Another concern we share with AABB is about the incidence of transfusion fatalities and other adverse events related to bacterial contamination of a blood component. Current data indicate that contamination related to skin flora at the phlebotomy site or asymptomatic septicemia in a healthy blood donor occurs on the average of 1 in 2,000 donations, although rates as high as 3% have been reported when blood collection occurs under poorly controlled conditions.

I know that bacterial contamination issues are a strategic priority of AABB, and that they were recently discussed by our Advisory Committee on Blood Safety and Availability. The AABB has announced the formation of a Task Force to address this issue, and FDA looks forward to contribute to its resolution in cooperation with DHHS and the blood community.

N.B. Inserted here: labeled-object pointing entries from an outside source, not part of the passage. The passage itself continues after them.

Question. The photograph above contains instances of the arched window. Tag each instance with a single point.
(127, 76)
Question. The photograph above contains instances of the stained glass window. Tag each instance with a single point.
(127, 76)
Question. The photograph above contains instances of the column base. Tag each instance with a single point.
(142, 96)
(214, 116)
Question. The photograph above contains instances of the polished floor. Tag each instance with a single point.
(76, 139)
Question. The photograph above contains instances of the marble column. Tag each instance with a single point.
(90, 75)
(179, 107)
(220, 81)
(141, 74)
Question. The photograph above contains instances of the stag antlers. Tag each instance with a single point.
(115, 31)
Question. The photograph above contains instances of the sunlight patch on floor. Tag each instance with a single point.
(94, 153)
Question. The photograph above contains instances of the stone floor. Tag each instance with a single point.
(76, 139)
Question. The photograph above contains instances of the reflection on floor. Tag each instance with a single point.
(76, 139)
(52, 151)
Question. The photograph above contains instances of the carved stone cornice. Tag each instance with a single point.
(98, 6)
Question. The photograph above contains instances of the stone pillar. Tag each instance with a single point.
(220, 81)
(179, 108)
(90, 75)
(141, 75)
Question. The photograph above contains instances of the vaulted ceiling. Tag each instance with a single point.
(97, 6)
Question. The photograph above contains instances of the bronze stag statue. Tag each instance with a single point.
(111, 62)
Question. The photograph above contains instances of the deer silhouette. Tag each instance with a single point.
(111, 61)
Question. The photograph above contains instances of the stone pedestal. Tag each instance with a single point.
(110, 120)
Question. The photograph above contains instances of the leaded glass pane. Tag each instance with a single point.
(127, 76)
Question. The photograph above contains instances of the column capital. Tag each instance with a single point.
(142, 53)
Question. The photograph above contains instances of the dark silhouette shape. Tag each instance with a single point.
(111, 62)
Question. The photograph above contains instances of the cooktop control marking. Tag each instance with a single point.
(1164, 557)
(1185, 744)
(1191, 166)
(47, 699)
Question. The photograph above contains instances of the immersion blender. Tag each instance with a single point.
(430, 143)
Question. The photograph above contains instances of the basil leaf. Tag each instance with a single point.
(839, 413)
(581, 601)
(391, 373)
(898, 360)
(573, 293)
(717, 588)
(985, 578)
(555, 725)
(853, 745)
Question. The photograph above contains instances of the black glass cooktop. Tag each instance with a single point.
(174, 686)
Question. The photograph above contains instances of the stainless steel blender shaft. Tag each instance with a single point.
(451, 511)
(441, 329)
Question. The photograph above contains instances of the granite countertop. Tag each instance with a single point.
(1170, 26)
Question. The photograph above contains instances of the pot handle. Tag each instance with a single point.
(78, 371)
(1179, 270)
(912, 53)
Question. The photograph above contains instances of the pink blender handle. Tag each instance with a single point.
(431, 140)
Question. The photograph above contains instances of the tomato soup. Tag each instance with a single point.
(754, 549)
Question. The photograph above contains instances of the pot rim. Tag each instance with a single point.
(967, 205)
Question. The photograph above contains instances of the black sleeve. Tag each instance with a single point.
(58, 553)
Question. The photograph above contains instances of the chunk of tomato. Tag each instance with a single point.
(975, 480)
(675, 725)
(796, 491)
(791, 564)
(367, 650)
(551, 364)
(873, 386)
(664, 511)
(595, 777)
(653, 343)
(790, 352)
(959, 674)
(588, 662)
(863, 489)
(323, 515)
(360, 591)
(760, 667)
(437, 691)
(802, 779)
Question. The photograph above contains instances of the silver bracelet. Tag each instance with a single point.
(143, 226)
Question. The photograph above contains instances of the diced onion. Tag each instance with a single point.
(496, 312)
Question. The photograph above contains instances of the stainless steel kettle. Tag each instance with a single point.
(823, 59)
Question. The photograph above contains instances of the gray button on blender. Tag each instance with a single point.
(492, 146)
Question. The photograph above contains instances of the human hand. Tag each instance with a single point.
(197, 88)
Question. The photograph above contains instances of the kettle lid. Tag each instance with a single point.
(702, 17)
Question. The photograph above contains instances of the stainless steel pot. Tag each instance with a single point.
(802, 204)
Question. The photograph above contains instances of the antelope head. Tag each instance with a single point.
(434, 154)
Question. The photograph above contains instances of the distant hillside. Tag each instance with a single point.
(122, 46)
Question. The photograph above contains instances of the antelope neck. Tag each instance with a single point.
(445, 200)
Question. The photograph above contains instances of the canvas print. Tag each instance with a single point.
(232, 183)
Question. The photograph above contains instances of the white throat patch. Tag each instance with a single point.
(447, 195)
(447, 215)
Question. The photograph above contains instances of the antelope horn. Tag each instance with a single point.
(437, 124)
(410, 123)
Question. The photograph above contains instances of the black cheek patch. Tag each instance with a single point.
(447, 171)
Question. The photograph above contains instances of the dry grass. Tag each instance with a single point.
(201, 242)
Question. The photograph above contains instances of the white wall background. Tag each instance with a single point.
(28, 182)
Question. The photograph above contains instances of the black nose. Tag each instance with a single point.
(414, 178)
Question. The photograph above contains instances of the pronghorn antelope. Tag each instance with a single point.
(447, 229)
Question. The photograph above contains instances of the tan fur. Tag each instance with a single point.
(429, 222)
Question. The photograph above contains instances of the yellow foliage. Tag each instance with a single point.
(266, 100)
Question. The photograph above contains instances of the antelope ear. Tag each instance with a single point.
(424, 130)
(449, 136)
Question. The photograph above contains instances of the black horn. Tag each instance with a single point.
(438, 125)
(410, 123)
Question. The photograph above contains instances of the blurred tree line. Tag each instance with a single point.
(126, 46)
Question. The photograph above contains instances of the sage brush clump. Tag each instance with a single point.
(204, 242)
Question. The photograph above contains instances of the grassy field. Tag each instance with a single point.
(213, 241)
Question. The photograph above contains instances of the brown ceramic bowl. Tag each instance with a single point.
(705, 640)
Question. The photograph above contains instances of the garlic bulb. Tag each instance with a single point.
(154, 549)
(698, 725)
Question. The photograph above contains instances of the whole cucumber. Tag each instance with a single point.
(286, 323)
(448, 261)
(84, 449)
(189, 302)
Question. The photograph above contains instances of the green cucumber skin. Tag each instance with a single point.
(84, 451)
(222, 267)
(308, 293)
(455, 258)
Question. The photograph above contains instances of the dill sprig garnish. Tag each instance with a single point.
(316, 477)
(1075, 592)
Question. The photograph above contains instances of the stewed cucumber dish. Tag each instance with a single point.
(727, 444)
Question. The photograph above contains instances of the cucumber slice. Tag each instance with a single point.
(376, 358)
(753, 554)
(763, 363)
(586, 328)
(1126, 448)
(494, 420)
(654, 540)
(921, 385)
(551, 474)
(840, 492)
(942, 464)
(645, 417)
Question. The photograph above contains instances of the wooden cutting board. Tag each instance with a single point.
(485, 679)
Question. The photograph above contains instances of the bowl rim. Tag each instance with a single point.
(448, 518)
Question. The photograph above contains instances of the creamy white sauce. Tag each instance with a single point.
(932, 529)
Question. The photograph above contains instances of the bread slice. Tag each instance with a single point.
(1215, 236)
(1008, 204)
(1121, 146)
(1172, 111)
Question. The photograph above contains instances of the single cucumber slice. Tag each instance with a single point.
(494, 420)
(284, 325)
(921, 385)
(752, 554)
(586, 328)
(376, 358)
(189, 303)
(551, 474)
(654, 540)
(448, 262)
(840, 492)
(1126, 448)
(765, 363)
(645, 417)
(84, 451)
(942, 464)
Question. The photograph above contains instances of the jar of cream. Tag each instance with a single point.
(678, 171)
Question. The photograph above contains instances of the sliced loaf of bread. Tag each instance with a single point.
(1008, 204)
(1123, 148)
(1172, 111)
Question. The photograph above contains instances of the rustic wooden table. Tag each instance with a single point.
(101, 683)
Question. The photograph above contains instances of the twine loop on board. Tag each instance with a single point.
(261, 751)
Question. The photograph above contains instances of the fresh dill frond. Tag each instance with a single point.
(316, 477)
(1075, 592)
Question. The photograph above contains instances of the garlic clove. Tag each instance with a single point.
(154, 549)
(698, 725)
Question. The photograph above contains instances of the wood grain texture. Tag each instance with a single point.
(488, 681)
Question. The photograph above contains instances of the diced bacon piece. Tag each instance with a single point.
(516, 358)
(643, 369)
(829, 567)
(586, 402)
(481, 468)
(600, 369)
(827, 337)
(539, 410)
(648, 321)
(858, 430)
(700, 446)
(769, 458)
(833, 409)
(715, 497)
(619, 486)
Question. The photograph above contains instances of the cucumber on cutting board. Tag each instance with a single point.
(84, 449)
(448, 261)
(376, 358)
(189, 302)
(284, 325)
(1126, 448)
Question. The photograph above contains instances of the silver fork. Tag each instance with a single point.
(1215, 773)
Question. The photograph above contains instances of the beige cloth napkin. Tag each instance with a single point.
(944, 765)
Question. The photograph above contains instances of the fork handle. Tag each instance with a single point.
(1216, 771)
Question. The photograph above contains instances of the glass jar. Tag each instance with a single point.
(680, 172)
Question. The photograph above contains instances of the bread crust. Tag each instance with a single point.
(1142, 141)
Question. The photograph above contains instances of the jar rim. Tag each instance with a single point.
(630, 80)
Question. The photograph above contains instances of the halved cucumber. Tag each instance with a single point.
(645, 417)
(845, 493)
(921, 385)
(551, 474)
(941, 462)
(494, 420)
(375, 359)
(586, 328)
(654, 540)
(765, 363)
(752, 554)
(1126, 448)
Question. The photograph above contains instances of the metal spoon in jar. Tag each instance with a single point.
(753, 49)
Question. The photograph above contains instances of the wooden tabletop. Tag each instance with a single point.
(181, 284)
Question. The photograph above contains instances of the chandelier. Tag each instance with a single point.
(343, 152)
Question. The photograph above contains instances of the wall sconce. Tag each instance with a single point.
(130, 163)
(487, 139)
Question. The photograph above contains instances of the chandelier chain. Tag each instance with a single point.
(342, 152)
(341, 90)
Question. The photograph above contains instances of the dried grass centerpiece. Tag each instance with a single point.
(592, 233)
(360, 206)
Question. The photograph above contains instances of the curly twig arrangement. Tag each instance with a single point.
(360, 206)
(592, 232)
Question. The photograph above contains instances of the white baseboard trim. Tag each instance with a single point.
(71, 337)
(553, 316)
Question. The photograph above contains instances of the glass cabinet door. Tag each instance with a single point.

I am also aware that a major topic of last month's meeting of the Blood Products Advisory Committee was the need for FDA to update its 1988 recommendations regarding the apheresis platelet collection and quality control. We found the comments of the Committee members as well as the industry representatives most welcome, and our Office of Blood Review and Research is in the late stages of revising our current recommendations.

As part of this revision, FDA is pioneering quality control strategies (including the use of scan statistics) that will make possible standardized assessment of the extent to which biological products are in conformity with a defined standard. We also want to make sure that these strategies can be implemented in a way that is both feasible and user-friendly.

I hope that I have made clear that FDA, the department and I personally are highly focused on the needs of the blood community, and on our shared responsibility for providing the safest achievable blood supply. Assuring that our patients can have the benefits of blood and blood products that are as safe and available as any in the world is a critical part of FDA's public health mission. I look forward to our continued cooperation in advancing progress toward this goal, which is shared by all of us.